By Gal Tziperman Lotan, News Staff

Michael Cordo, a 21-year-old Boston College senior from Sudbury, was crossing the tracks just east of the Boston College T stop the morning of Nov. 17. He did not notice the Green Line trolley headed toward him, according to local media reports.
The trolley’s operator said he sounded the horn to warn him, according to the report, but Cordo was wearing headphones. He was struck, and taken to Brigham and Women’s Hospital with serious but non-fatal injuries.
Cordo was not the only pedestrian to be hit by the T, busses or commuter rail trains in recent months.
Eleven people were killed by Massachusetts Bay Transit Authority (MBTA) vehicles in 2008, eight of them, ranging from 5 to 76 years old, by commuter rail trains, according to a Huntington News analysis of local media reports.
This marks a rise from 2004, when four were killed, but is consistent with the 11 MBTA-related deaths in 2007.
Between Jan. 1 and Oct. 31, 173 people were injured while riding or operating MBTA vehicles, according to a Federal Railroad Administration Office of Safety Analysis report. Injuries ranged from minor cuts and bruises to amputation.
The number of non-fatal injuries nearly tripled from 65 in 2007 during the same time period.
Some incidents were accidents, while other are suspected to have been suicides. In Cordo’s case, the driver of the second trolley car had a blood alcohol content level of more than the MBTA’s .02 percent limit, though it was less than the .08 percent legal limit.
Many students said they have had close calls with the Green Line, particularly while crossing Huntington Avenue.
‘I’ve almost gotten hit by the T several times, but it’s usually my fault because I’m on the phone or something,’ said Cecilia Johnson, a sophomore psychology major.
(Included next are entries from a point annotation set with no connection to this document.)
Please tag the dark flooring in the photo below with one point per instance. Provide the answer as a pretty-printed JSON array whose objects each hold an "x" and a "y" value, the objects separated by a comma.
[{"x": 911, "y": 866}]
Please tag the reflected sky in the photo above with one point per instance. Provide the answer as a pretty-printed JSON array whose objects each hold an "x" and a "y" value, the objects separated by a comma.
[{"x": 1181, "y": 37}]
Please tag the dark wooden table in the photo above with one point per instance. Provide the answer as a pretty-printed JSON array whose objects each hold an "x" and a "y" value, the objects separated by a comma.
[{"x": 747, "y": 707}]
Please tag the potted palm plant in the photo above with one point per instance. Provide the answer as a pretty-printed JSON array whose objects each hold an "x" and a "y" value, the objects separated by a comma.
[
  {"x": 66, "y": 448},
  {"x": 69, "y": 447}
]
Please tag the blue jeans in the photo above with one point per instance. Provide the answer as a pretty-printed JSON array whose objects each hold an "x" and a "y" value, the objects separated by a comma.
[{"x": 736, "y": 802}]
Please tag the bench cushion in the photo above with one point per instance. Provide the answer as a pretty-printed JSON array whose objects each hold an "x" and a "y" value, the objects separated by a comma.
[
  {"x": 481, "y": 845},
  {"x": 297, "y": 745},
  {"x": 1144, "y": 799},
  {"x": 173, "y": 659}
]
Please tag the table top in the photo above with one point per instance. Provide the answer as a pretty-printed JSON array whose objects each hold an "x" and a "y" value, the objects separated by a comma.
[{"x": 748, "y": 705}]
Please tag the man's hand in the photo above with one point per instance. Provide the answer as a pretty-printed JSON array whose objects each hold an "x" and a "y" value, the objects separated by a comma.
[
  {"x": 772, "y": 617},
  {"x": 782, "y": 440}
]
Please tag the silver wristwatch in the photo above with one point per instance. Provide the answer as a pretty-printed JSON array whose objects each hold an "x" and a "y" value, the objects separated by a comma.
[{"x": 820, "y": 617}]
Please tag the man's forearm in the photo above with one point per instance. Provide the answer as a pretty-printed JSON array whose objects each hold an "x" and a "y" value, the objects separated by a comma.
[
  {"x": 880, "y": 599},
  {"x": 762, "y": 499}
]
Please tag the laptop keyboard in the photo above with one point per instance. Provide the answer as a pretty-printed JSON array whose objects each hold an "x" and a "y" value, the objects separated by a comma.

Students should pay more attention to their surroundings, but T drivers need to do their part as well, she said.
‘I feel like the drivers have more control than they let on,’ she said. ‘They sometimes try to get as close as they can before beeping and scaring you.’
Other students said they do not think or worry about the issue.
‘I’ve never really seen it happen,’ said Ashley Cocilovo, a freshman architecture major who said she takes the T fairly often.
An MBTA Transit Police officer stationed in the Green Line Kenmore station said if there is an accident, Transit Police are supposed to call Emergency Medical Services and halt service.
‘It’s a common thing that definitely could happen,’ said the officer, who said he was not authorized to give his name.
The officer said he would not interact with witnesses on the platform or train who were not hurt.
Two officers in Ruggles station, however, said everyone in the premises would have to stay on the train until detectives arrived and collected witness statements.
‘If it’s a fatal accident, we would tape the area and keep everyone out to preserve the integrity of the scene,’ one said.
Three MBTA spokespeople did not return phone calls for comment.